We conducted five interviews with faculty of the University of Zurich. We tried to get an insight into their specific grading process and their views on the possible use of software. This document provides an overview of their answers. Due to the small number of conducted interviews the answers cannot be considered representative.
How do the participants grade their exams?
All participants stated that they work in teams to share the workload of the grading, at least in large exams. While only three out of five people stated that they split up the grading exercise by exercise, also the remaining two stated that they think grading exercise per exercise is superior to grading student per student. The reason the other two participants usually conduct the grading student per student is efficiency (not having to switch between the different exams) and they would change their approach if this problem was mitigated. Three participants stated that they predefine and write down clear criteria for which they award points (these criteria may be extended) and two participants stated they do not use predefine criteria.
What biases are the participants aware of?
Contrast Effects were mentioned by two participants. Another bias that was once mentioned was the problem that the grader may know the people, resulting in a Halo. Other mentions were: Halo if you grade student per student, bad handwriting (see Presentation of Answer) which has a negative impact on the points a student is awarded, and good (bad) mood which affects the grading (see Mental Depletion).
The participants mentioned the following measures to adress these biases: grading exercise per exericse (see Grading Workflow), Shuffling, and prevention of bad handwriting by explicitly stating that this may have an impact on the points awarded.
What do the participants look for when grading exercises?
A text exercise (see Exercise 1) was shown to three participants. Two of them stated that they explicitly look for keywords when grading such an exercise. One stated that he “knows the solution is correct when he sees it”.
All five participants were shown a quantitative exercise (see Exercise 2). Three stated that they first look whether the result is correct. Two of them stated that when the result is correct they merely check whether there is some form of derivation and one stated that she looks at the derivation in more detail. The two other participants stated that they look at the exercise from top to the bottom (i.e. derivation first).

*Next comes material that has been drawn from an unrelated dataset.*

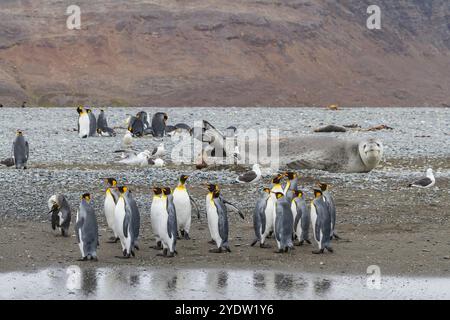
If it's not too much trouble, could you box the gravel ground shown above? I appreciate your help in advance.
[0,108,450,275]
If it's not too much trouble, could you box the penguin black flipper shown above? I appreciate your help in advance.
[189,195,200,219]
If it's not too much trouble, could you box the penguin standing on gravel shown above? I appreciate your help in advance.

What do the participants think of Assisted Grading Tools?
Four out of five people stated that they would definitely use such a tool. The remaining particpant stated that he would be willing to use it, but only for large exams, the break-even was estimated to be around 200 students. The workload related to the Digitization of the exams is perceived as a problem and the participants would view it as a substantial mitigation if this part of the work could be outsourced to e.g. student assistants.
What do the participants think of automated features (see Feature Categories)?

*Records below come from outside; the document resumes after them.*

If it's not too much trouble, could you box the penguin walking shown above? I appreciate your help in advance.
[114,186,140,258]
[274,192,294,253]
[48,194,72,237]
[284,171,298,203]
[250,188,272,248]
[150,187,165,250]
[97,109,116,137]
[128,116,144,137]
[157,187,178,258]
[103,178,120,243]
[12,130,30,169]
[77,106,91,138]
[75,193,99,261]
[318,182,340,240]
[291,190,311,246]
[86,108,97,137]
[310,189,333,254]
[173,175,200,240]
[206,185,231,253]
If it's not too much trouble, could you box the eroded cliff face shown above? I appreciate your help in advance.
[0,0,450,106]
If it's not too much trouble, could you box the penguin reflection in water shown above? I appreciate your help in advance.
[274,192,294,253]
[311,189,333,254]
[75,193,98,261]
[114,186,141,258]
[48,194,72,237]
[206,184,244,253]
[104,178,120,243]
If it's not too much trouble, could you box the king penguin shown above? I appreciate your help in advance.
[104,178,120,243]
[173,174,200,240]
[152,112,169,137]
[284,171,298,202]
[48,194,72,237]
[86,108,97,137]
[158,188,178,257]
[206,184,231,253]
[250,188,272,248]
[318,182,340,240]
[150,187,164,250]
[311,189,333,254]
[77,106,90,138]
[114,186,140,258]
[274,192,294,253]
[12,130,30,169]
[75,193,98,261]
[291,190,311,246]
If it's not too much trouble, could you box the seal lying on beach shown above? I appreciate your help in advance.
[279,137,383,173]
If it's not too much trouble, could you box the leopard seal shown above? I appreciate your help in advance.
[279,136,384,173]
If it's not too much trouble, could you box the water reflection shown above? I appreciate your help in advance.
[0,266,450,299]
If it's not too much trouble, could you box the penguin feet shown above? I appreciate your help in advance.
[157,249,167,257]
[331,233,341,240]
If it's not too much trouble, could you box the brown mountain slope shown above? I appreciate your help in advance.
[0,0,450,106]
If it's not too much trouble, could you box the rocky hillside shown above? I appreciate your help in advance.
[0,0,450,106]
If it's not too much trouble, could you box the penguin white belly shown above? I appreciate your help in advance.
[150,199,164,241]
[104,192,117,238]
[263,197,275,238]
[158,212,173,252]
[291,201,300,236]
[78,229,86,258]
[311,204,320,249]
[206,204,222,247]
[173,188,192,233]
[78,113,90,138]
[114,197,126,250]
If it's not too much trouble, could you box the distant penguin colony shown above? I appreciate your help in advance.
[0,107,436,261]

Sorting was perceived to be, at least somehow, useful for quantitative exercises (see Exercise 2). While all participants stated that they would potentially use such a feature for quantitative exercises, two explicitly stated that the benefit was limited if they still had to look at each exercise and they would prefer the possibility to give points to the correct answers automatically. Sorting based on keywords for text exercises (see Exercise 1 ) was perceived to be less useful.
While all participants but one thought that Automated Grouping would be useful for the presented examples (see Exercises 4 and 5), no one stated that exercises with such a low level of complexity occur in their exams.

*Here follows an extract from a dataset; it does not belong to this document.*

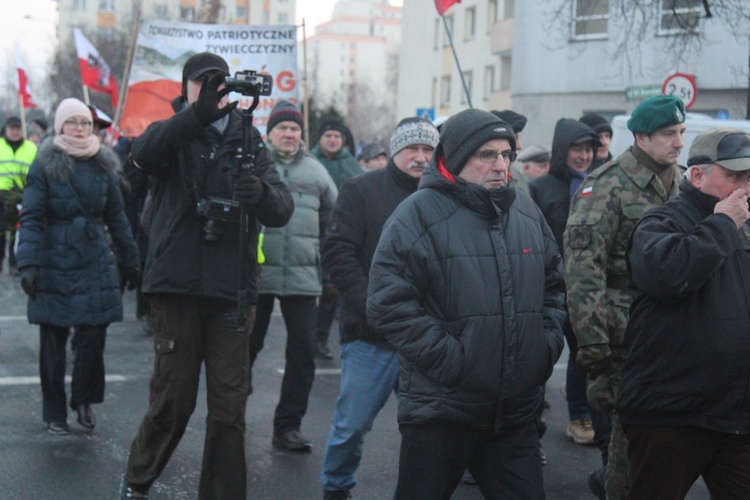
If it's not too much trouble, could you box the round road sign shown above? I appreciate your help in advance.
[661,73,698,109]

Four participants stated that they would be willing to apply certain structure restrictions to their exams in order to reduce the workload of the grading.
Would the participants have concerns using automated features?
One person stated that it is important that the result is still properly checked even if the software suggests that it is correct (false). No one uttered explicit concerns regarding the automation (in case it works properly). If you can still intervene as a human, the skepticism against automated solutions seems to be limited.
What wishes do participants have regarding the outcome?
We hereby list ideas for features of the participants:
- Adaptive Learning (The software learns from your grading and makes recommendation)
- Providing access to student grades (incorporated into knowledge base under Access to Student Grades)
- Text Recognition
- Visual feedback during grading (how many still have to be graded, “live-time” point distribution)
- Statistics
- Keyword Extraction based features
- Automatically compare plots (see Image Similarity Analysis)